As expected, the Spanish Socialist Workers’ Party (PSOE) of Prime Minister Jose Zapatero have been punished in the local elections which took place yesterday. Voters blame them for the poor economic performance of Spain over the past three years, with unemployment running at 21%.
The PSOE took 27.81% of the vote to the People’s Party (PP) 37.58% on a turnout of around 65%. The turnout was better than expected considering the one week of protests around Spain. Nearly half a million voters (2.5%) decided to take heed of the protesters requests and either spoilt their ballot papers or recorded a blank vote.
In the regional polls, the PSOE lost two traditional strongholds, Castilla-La Mancha and Extremadura, although they will remain in power with the support of the left wing coalition, United Left (IU) in Extremadura.
The IU did well in a number of areas, splitting the left wing vote, allowing the PP to win more seats than might otherwise have been the case.
In Barcelona the PSOE lost their 32 year stranglehold on Barcelona, with the centre right Catalan Nationalist Convergence and Union (CiU) Party winning control.
In the Basque region the Bildu, a radical separatist coalition (see previous blog on Spain page, News) took 25% of the vote, beating the Basque Nationalist party.
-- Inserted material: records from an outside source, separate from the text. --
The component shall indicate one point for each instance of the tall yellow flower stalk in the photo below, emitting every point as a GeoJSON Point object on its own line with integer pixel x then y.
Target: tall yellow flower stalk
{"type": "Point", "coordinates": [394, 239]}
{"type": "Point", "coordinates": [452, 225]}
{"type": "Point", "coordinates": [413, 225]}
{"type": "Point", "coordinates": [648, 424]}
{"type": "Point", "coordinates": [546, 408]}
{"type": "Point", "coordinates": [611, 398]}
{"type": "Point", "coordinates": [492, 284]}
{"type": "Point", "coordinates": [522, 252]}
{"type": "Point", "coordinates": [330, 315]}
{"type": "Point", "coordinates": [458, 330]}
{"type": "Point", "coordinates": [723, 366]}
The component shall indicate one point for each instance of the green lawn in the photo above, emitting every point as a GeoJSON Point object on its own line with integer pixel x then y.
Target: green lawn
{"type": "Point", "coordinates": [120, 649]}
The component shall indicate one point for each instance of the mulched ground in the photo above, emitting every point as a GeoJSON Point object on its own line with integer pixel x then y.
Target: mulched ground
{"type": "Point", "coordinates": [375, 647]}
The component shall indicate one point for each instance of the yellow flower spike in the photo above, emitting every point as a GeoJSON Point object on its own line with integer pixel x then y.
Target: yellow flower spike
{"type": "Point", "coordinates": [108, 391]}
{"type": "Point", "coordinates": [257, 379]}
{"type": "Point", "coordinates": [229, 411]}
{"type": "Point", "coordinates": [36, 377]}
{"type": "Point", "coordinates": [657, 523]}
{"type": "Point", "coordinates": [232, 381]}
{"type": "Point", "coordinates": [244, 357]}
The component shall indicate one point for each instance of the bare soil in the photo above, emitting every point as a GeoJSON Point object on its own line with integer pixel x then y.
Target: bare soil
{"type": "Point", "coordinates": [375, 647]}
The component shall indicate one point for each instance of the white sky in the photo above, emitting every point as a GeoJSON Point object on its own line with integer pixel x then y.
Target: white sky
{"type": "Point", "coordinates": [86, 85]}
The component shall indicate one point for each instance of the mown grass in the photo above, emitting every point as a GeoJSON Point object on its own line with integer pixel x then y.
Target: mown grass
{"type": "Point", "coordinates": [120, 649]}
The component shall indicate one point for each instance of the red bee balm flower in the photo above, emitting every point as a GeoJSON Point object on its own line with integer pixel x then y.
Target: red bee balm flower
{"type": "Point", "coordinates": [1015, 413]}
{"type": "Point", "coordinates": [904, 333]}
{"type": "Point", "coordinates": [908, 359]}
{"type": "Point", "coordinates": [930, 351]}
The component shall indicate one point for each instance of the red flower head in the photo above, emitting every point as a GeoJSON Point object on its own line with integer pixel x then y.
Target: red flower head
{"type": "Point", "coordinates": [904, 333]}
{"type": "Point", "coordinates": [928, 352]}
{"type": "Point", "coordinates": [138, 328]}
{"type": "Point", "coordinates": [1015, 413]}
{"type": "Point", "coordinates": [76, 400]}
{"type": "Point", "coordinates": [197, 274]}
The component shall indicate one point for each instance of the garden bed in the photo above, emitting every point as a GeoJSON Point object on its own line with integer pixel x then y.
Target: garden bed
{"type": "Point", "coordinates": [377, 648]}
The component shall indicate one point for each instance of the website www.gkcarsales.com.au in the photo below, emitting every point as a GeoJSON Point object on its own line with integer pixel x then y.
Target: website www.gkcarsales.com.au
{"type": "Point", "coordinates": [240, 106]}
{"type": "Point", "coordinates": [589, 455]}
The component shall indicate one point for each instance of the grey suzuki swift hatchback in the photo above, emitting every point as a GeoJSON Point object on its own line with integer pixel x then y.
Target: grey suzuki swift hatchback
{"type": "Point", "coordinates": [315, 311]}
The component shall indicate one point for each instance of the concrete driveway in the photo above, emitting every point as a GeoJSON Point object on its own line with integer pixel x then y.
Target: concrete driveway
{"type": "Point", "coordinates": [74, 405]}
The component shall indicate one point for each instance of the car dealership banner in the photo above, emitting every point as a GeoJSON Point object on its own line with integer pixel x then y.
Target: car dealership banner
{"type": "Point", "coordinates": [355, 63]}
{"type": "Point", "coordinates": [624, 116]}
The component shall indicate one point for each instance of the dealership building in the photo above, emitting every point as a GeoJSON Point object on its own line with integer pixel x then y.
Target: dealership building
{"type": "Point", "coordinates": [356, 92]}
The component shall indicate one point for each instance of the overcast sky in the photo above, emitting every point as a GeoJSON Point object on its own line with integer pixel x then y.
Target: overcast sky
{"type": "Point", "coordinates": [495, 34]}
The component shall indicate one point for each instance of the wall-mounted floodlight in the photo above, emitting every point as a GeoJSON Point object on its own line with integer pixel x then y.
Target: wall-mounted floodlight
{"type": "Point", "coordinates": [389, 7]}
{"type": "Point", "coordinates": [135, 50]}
They also did well in Navarra where they took 11.64% of the vote and came third.
The People’s Party (PP), the main opposition in the national government strengthened their hold on Madrid, Valencia and Murcia. They also did well in Aragón but will be obliged to do a pact with the Aragonese Party (PAR). In Andalucía, although there was no regional election, the PP picked up all the major towns including Seville.
Jose Zapatero has said that this will not mean an early general election. The general election is scheduled for March next year.